On Friday, the Bureau of Labor Statistics reported that 261,000 jobs were created and we had 29,000 positive revisions to prior reports. This means the honey badger labor market will keep the Federal Reserve from pivoting anytime soon. 

This has been a theme of mine lately. Since all my six recession red flags are up, the only data lines that I am focusing on regarding the cylce of economic expansion to recession are job openings and jobless claims data. Both these data lines were solid this month, so the jobs data won’t turn damaging enough for the Fed to pivot. 

The labor market is actually running into a big theme of my economic work over the years. I recently talked about it on this podcast because I wanted to remind people that early in the U.S. recovery cycle, job openings getting toward 10 million was part of my forecast. No country has a Dorian Gray labor market and the labor market deals with different dynamics as the baby boomers leave the workforce each year.  

From BLS: Total nonfarm payroll employment increased by 261,000 in October, and the unemployment rate rose to 3.7 percent, the U.S. Bureau of Labor Statistics reported today. Notable job gains occurred in health care, professional and technical services, and manufacturing.

The unemployment rate did rise from 3.5% to 3.7%; this happened once before this year when we saw the unemployment rate pick up among people who had never finished high school.
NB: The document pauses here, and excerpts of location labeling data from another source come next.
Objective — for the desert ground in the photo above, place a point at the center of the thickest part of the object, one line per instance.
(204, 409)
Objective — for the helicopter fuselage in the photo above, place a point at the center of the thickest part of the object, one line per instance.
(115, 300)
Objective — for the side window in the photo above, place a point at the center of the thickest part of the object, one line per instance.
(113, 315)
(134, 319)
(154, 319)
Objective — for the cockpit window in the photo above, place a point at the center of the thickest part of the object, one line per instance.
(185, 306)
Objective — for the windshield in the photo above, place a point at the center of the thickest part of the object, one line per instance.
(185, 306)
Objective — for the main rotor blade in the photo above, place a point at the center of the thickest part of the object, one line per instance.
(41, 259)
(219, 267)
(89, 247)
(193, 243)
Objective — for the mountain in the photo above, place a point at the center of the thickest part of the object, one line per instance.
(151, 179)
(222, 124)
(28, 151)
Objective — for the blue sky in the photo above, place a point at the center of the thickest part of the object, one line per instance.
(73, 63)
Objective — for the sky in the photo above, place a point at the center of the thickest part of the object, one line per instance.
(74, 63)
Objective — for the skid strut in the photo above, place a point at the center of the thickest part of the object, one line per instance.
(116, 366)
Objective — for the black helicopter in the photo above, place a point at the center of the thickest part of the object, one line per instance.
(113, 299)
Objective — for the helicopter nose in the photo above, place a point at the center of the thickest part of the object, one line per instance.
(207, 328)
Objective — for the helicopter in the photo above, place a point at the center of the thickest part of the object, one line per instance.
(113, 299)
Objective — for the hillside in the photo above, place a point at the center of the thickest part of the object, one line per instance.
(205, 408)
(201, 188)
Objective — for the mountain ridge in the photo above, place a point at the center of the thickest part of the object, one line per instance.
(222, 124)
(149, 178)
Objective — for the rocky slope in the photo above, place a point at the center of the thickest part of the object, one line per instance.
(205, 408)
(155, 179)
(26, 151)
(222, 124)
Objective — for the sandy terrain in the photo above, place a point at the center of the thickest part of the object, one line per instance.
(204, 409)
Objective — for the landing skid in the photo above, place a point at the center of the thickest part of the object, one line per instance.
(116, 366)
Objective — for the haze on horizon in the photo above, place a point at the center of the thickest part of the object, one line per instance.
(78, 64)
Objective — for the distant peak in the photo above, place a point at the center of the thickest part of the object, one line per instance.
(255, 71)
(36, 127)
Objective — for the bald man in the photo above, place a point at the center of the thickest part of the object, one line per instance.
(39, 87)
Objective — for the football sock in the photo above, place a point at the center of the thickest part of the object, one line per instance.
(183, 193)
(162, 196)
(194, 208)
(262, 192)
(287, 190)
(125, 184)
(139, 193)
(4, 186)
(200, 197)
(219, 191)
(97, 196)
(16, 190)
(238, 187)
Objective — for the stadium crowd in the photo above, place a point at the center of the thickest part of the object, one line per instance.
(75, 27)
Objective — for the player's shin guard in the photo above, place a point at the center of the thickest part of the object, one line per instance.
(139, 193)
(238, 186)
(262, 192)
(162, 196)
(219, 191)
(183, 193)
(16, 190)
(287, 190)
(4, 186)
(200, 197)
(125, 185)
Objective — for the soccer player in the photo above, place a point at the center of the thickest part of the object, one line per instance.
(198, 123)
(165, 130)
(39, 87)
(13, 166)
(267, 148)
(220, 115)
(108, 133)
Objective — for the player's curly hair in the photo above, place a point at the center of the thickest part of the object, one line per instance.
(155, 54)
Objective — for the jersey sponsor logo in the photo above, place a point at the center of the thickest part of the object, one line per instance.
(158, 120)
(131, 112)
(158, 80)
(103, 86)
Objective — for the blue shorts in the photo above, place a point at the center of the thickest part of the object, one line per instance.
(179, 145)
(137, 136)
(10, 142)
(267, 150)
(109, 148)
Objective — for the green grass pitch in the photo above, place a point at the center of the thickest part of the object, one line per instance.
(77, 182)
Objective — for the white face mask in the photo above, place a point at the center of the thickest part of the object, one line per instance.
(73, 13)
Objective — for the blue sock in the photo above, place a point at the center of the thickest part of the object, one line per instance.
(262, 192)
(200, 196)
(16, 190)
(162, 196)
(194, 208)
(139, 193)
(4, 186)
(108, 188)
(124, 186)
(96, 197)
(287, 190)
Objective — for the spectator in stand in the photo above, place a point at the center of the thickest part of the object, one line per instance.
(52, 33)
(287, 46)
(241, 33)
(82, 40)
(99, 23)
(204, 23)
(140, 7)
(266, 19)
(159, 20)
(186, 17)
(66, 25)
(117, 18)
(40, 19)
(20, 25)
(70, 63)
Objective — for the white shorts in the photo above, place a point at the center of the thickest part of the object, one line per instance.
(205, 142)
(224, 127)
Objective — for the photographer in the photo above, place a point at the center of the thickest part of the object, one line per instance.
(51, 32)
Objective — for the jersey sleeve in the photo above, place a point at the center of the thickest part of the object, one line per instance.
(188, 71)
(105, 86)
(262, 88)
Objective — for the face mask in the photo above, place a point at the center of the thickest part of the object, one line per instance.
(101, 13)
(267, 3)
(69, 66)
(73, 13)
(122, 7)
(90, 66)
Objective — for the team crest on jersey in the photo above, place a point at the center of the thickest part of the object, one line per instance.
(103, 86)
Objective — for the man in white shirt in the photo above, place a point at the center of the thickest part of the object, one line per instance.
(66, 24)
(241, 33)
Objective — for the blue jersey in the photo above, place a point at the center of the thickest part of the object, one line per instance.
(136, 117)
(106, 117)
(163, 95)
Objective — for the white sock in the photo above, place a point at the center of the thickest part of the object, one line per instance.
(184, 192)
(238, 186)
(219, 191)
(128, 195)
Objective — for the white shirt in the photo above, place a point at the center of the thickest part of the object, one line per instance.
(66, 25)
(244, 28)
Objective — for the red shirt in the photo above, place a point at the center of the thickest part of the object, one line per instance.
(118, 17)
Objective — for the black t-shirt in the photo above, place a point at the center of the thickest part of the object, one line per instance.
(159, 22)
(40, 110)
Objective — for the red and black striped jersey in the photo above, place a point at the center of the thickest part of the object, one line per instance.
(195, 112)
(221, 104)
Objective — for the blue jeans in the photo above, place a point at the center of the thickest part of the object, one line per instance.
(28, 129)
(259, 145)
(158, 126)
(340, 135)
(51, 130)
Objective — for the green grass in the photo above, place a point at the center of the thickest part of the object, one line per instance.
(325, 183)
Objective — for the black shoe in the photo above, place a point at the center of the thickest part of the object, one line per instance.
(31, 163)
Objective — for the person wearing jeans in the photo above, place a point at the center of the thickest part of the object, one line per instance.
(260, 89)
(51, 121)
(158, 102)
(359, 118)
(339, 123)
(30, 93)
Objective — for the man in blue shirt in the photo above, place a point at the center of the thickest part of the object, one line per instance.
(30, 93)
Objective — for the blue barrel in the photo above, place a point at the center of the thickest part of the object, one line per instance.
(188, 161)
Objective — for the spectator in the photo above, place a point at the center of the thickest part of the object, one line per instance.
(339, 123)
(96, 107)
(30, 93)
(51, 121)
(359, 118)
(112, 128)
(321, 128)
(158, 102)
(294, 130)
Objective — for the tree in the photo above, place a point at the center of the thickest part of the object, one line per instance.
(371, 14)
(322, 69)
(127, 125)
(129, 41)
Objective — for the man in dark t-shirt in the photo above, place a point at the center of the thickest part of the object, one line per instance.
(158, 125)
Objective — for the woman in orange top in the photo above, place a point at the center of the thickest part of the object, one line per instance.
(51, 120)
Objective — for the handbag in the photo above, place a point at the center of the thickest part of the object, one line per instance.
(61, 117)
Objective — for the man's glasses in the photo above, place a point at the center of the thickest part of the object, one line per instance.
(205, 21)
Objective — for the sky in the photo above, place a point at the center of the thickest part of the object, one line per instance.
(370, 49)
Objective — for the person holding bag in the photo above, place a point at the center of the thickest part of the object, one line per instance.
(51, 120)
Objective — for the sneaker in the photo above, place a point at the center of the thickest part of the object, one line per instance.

The following month it reverted back to 3.5%.

Below is a breakdown of the unemployment rate and educational attainment for those 25 years and older.

  • Less than a high school diploma: 6.3%. (previous 5.6%)
  • High school graduate and no college: 3.9%
  • Some college or associate degree: 3.0%
  • Bachelor’s degree and higher: 1.9%

The unemployment rate can rise if the labor force pool grows while still creating jobs. I advise you not to read too much into one month’s data until it becomes a trend. Of course, regarding the Fed’s pivot, jobless claims need to get to 323,000 on a four-week moving average for me to believe that the Fed will take notice of an economy going into recession. 

Since I have all six recession red flags up now, I am keeping an eye on jobless claims data first because once it breaks higher, the job-loss recession has begun, something we’ve seen in every economic expansion-to-recession cycle.

Below is a breakdown of the jobs created this month. As you can see, the construction sector was barely positive; this is one area of the marketplace that should be losing jobs next year. The builders are now holding onto their labor due to the backlog of homes under construction. When that ends, they will join the ranks of others in the housing industry that are laying off people. 

Remember, housing went into recession in June of this year and we haven’t had 12 months of recessionary layoffs in the system yet. 

All six of my recession red flags are up, so these are data lines that people should be tracking:

Job openings

The Fed would love to see this data line go down. Before COVID-19, job openings were over 7 million, and we didn’t have to deal with inflation. The Fed believes higher unemployment means people get paid less, which is why they want to fight inflation. The most recent job openings report showed an increase to  10,717,000.

Jobless claims

This data line is essential for the general economy because the Fed can keep discussing higher rates or keeping rates high until the labor market breaks. Once jobless claims break, the discussion changes. That level is 323,000 on the 4-week moving average. We aren’t there yet, and jobless claims fell this week to 217,000.

At this point, is there any way to prevent a recession? Once all six recession red flags are up, history is not on our side.  However, due to the crazy swings that this COVID-19 recovery has given us with the wild bullwhip effect on data, I have come up with some plausible theories. Here are the two ways we can avoid this recession:

1. Rates fall to get the housing sector back in line.  Mortgage rates falling toward 5%, as we saw earlier in the year, can be a stabilizing factor for housing if they can have duration. Traditionally, mortgage rates below 4% boost housing demand. However, first things first: the bleeding needs to stop. 

2. The inflation growth rate falls, and the Fed stops hiking rates and reverses course, as it did in 2018. Some of the inflation data is already cooling off and will find its way into the data lines. However, rent inflation won’t come down in the data until 2023, even though we already see some coolness in that sector. 

Is there any hope that one of these things happen and we avert this recession? If we don’t have any more supply shocks like we experienced after the Russian invasion of Ukraine or from other variables that aren’t tied to the economy, the growth rate of inflation should be falling next year due to rent inflation falling. I talked about it on CNBC recently. If that happens, if the Fed starts to pivot and then cuts rates as they did in 2018, we might have a shot here.

Of course, it’s very late in the year now, so this is more or less a 2023 storyline, but I outline my best case for mortgage rates to fall next year in this article.

However, history has never been on our side once the six recession red flags are up. There is a first time for everything, but most people are now employed, and household balance sheets look much better now than we saw in 2005-2008. At this point it’s all about timing. However, the longer we go with higher rates, the less chance of a soft landing.